He began to talk of his own life. He had had ill-fortune through most of it. He was poor and unsuccessful, and a girl he had been very fond of had been attacked and killed by a horse in a field in a very horrible manner. These things had wounded and tortured him, but they hadn't broken him. They had, it seemed to me, made a kind of crippled and ugly demigod of him. He was, I began to perceive, so much better than I had any right to expect. At first I had been rather struck by his unkempt look, and it made my reaction all the stronger. There was about him something, a kind of raw and bleeding faith in the deep things of life, that stirred me profoundly as he showed it. My set of people had irritated him and disappointed him. I discovered at his touch how they irritated him. He reproached me boldly. He made me feel ashamed of my easy acquiescences as I walked in my sleek tall neatness beside his rather old coat, his rather battered hat, his sturdier shorter shape, and listened to his denunciations of our self-satisfied New Liberalism and Progressivism.

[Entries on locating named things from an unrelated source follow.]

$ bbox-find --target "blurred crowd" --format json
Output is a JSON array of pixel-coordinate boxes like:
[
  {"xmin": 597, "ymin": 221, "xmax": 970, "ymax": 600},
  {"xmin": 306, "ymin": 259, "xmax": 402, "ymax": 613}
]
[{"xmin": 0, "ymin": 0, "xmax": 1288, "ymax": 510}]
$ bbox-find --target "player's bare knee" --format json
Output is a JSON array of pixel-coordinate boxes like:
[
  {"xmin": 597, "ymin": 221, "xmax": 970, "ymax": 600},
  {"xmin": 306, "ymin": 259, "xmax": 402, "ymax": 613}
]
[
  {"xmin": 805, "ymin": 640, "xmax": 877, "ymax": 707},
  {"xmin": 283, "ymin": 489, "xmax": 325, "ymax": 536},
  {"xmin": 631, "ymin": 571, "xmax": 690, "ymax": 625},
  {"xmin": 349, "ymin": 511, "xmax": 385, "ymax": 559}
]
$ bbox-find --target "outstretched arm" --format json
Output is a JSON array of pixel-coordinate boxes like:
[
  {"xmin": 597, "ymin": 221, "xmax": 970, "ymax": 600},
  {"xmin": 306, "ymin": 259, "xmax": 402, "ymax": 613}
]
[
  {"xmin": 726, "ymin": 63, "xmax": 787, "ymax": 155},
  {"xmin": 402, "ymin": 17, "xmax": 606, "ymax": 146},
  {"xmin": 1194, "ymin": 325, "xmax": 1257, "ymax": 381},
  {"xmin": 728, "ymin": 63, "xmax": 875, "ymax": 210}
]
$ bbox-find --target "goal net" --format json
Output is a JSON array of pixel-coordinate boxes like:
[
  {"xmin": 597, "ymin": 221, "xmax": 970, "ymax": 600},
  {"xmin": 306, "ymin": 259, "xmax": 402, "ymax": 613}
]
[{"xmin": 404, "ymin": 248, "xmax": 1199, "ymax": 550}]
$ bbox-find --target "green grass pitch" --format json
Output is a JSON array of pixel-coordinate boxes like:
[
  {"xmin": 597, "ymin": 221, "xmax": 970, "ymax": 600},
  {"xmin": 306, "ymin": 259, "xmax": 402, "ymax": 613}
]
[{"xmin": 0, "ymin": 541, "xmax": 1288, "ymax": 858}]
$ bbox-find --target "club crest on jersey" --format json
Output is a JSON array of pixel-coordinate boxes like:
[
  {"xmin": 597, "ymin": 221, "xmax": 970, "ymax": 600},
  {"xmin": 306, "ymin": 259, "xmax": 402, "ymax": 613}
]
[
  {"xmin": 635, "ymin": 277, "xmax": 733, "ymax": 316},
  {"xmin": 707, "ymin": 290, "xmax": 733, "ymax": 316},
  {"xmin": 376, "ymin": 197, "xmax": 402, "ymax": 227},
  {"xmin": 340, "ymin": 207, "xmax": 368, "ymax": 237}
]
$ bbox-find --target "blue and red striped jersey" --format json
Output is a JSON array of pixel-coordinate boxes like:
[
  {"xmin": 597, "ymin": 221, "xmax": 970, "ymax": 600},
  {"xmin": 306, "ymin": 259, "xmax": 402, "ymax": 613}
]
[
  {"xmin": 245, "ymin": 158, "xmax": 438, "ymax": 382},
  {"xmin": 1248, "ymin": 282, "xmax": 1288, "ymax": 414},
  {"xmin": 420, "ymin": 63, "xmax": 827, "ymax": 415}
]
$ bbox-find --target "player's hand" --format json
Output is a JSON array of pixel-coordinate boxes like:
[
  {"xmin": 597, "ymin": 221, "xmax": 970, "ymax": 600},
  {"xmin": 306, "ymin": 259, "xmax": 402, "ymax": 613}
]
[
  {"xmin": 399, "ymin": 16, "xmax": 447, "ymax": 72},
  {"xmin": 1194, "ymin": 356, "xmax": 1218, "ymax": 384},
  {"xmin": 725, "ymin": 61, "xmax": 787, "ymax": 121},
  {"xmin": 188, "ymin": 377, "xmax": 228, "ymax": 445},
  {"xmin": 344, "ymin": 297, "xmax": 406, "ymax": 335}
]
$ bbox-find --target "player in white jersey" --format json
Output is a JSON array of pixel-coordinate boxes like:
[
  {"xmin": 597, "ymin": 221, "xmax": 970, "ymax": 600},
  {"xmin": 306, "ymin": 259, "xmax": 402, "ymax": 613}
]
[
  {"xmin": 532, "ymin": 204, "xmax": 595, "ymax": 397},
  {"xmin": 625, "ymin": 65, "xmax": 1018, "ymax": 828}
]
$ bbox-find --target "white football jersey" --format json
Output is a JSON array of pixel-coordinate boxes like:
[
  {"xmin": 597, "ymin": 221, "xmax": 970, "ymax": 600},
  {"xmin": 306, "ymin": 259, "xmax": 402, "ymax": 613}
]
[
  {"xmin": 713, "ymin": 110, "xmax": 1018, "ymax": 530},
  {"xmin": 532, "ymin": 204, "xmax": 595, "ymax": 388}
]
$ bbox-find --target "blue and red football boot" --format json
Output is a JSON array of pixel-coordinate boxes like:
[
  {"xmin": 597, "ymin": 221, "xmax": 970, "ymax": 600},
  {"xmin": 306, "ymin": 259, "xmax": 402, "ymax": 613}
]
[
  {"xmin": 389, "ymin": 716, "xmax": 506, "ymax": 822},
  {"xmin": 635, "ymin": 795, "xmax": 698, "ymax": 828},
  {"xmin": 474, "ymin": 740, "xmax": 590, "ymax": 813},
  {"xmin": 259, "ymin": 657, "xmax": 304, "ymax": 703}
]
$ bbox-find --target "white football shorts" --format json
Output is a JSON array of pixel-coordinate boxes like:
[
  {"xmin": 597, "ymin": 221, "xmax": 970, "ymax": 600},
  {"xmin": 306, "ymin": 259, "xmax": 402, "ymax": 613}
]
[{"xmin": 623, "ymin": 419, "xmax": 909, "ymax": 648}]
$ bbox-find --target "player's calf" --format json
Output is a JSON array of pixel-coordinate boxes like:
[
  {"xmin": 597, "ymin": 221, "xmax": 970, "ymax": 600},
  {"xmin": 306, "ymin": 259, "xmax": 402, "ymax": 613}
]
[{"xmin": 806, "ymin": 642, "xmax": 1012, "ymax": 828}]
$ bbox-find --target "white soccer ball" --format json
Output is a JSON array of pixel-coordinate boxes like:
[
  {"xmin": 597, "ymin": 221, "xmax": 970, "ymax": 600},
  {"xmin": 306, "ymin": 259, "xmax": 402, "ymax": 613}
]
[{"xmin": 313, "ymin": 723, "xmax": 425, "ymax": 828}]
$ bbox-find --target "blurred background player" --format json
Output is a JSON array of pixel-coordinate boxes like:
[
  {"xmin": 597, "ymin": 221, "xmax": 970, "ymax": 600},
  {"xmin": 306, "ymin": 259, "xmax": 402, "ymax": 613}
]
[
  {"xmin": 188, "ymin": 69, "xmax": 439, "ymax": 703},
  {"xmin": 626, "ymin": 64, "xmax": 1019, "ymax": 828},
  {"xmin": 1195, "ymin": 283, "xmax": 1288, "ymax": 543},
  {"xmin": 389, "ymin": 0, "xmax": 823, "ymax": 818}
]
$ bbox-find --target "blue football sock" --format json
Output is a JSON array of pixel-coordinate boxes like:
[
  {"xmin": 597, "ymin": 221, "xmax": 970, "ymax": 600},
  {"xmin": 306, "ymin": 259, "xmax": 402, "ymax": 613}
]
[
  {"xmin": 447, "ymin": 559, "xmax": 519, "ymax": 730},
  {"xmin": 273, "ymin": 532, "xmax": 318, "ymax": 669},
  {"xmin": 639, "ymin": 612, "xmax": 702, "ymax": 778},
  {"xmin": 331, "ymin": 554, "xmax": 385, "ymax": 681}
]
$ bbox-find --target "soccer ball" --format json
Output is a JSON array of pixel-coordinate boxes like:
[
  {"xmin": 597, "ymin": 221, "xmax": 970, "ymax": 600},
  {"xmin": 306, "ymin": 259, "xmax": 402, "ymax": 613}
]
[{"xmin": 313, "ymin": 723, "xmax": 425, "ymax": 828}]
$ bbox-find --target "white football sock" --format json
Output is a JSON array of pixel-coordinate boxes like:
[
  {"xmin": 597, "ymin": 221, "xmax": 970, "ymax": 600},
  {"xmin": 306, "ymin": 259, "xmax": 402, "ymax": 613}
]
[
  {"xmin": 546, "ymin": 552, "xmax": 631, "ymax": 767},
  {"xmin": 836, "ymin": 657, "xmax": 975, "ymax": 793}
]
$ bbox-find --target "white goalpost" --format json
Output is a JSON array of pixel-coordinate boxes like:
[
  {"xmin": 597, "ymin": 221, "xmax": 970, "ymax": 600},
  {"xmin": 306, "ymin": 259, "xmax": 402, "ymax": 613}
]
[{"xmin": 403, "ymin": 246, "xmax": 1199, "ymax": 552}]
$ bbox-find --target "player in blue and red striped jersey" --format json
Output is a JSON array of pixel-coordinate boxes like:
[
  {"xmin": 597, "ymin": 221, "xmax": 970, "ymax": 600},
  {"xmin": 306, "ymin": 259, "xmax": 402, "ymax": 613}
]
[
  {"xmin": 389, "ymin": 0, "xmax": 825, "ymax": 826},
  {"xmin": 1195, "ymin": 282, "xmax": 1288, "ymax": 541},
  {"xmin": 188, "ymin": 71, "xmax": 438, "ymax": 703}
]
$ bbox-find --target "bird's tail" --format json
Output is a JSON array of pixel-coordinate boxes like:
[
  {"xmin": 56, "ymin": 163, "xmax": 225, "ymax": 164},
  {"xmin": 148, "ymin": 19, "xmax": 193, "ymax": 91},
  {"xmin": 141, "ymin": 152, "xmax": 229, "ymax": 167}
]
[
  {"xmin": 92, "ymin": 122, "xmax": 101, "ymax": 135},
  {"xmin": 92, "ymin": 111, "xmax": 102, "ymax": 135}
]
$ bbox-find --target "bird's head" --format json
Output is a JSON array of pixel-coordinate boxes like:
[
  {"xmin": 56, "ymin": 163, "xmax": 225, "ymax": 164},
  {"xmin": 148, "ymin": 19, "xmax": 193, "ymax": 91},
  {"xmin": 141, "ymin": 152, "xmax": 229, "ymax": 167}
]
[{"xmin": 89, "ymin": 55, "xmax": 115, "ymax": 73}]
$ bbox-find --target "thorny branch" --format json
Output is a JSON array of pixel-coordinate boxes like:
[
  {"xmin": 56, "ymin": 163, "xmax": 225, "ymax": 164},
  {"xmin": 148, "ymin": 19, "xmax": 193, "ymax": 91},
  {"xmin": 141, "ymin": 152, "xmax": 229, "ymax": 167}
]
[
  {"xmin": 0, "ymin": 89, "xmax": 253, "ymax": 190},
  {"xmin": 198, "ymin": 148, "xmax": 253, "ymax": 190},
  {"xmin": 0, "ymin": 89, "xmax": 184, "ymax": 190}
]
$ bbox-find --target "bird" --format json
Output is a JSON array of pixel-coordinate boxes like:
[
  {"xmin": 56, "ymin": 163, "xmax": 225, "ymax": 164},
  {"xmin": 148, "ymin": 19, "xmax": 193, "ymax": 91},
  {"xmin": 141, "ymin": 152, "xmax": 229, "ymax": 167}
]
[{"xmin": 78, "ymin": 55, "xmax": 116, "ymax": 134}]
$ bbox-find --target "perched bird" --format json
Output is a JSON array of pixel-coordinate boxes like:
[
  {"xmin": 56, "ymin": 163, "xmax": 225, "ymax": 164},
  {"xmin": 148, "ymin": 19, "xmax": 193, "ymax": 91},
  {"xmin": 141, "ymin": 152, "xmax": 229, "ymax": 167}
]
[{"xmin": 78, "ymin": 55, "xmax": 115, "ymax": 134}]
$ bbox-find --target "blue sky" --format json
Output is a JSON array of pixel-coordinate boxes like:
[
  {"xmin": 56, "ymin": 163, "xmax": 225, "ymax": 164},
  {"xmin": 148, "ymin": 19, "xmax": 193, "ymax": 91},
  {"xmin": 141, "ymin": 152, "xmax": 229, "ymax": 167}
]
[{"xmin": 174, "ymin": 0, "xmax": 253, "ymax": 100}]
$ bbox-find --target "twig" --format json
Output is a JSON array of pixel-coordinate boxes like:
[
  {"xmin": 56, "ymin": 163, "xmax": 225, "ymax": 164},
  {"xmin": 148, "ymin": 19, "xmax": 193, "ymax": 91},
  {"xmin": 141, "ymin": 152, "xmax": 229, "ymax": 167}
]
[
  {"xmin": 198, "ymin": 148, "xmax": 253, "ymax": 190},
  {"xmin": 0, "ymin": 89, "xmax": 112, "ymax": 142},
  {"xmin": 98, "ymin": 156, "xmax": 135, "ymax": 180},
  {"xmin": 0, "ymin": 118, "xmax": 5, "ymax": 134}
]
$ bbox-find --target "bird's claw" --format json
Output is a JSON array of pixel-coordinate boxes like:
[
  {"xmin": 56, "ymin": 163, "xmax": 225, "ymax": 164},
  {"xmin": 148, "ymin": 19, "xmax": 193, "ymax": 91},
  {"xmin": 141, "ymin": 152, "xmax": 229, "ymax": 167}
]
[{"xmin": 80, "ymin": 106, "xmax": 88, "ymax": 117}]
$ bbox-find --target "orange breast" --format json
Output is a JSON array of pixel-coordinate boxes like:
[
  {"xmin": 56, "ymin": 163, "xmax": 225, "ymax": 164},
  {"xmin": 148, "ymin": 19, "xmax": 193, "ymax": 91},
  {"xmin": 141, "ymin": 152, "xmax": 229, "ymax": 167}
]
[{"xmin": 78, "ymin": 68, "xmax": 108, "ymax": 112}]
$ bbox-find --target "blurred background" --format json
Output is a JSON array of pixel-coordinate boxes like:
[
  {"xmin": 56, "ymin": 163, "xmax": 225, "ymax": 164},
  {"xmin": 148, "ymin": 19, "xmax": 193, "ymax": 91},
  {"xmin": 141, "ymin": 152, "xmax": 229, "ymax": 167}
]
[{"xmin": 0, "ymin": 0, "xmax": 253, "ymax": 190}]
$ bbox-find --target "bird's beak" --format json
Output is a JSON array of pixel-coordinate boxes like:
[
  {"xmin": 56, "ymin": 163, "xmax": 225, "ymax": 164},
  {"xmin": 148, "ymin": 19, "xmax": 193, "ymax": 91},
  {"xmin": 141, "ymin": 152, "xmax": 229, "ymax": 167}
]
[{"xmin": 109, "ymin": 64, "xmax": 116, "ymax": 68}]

"It has the same relation to progress--the reality of progress--that the things they paint on door panels in the suburbs have to art and beauty. There's a sort of filiation. . . . Your Altiora's just the political equivalent of the ladies who sell traced cloth for embroidery; she's a dealer in Refined Social Reform for the Parlour. The real progress, Remington, is a graver thing and a painfuller thing and a slower thing altogether. Look! THAT"--and he pointed to where under a boarding in the light of a gas lamp a dingy prostitute stood lurking--" was in Babylon and Nineveh. Your little lot make believe there won't be anything of the sort after this Parliament! They're going to vanish at a few top notes from Altiora Bailey! Remington!--it's foolery. It's prigs at play. It's make- believe, make-believe! Your people there haven't got hold of things, aren't beginning to get hold of things, don't know anything of life at all, shirk life, avoid life, get in little bright clean rooms and talk big over your bumpers of lemonade while the Night goes by outside--untouched. Those Crampton fools slink by all this,"--he waved at the woman again--"pretend it doesn't exist, or is going to be banished root and branch by an Act to keep children in the wet outside public-houses. Do you think they really care, Remington? I don't. It's make-believe. What they want to do, what Lewis wants to do, what Mrs. Bunting Harblow wants her husband to do, is to sit and feel very grave and necessary and respected on the Government benches. They think of putting their feet out like statesmen, and tilting shiny hats with becoming brims down over their successful noses. Presentation portrait to a club at fifty. That's their Reality. That's their scope. They don't, it's manifest, WANT to think beyond that. The things there ARE, Remington, they'll never face! the wonder and the depth of life,-- lust, and the night-sky,--pain."
"But the good intention," I pleaded, "the Good Will!"
"Sentimentality," said Britten. "No Good Will is anything but dishonesty unless it frets and burns and hurts and destroys a man. That lot of yours have nothing but a good will to think they have good will. Do you think they lie awake of nights searching their hearts as we do? Lewis? Crampton? Or those neat, admiring, satisfied little wives? See how they shrank from the probe!"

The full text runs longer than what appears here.